My thoughts so far: If I take a look at the Matrix multiplication $\mathbf{x}^{'\nu}=\mathbf{\Lambda}^\nu\,_\mu\cdot\mathbf{x}^\mu$, then the upper index $\mu$ must be the Index indicating a row as $\mathbf{x}$ is a column vector and therefor it's Index must specify the entry (row). Same holds true for the upper index $\nu$ of $\mathbf{x}^{' \nu}$. Additionally I know that the product describes a matrix multiplication with a vector and due to the Einstein sum rule the expression is summed over $\mu$. So if I am interested in the first entry of $\mathbf{x}^{'}=\mathbf{x}^{'0}$ I have to multiply the first row of $\mathbf{\Lambda}=\mathbf{\Lambda}^0$ with the column of $\mathbf{x}$. Therefor the upper index $\nu$ of the Lorentz transformation describes the row of the matrix and the lower index $\mu$ the column.
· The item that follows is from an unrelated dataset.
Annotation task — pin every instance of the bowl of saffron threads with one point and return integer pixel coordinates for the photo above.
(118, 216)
So far so clear.\
Now I encounter some difficulties. For example our professor writes the following: $x_\nu=\eta_{\mu\nu}x^\mu$. (first question: strictly speaking and also written here https://en.wikipedia.org/wiki/Raising_and_lowering_indices (example in Minkowski spacetime): is $x_\nu$ a row vector?). The same reasoning as above cannot be used here as we have no upper/lower index. But after the same logic in $\mathbf{x}^\mu$, $\mu$ describes a row index and therefor in $\eta_{\mu\nu}$ $\nu$ must describe a row again and $\mu$ a column. So now the latter index is the row index (after my understanding). Now the inconsistencies start: In the book here equation (5.12)+(5.13) the authors say that $\Lambda^\mu\,_\alpha \eta_{\mu\nu}\Lambda^\nu\,_\beta$ is not a matrix multiplication as the index $\mu$ is a column index in the first Lorentz transformation as well as in the Minkowski metric.
I also know (very little to be honest) about Tensors and that they play an important role in the lowering and raising of indexes, but there has to be a self consistent answer to my Index problem somewhere. I have yet to find a satisfying answer to my problem and would be grateful for any help you can provide.
Edit: I have found a post where in one answer a reference to another question is given where the author says the left most index indicates the row. That would at least support my claim for the index label of the Lorentz transformation, yet the problem with the Minkowski metric remains.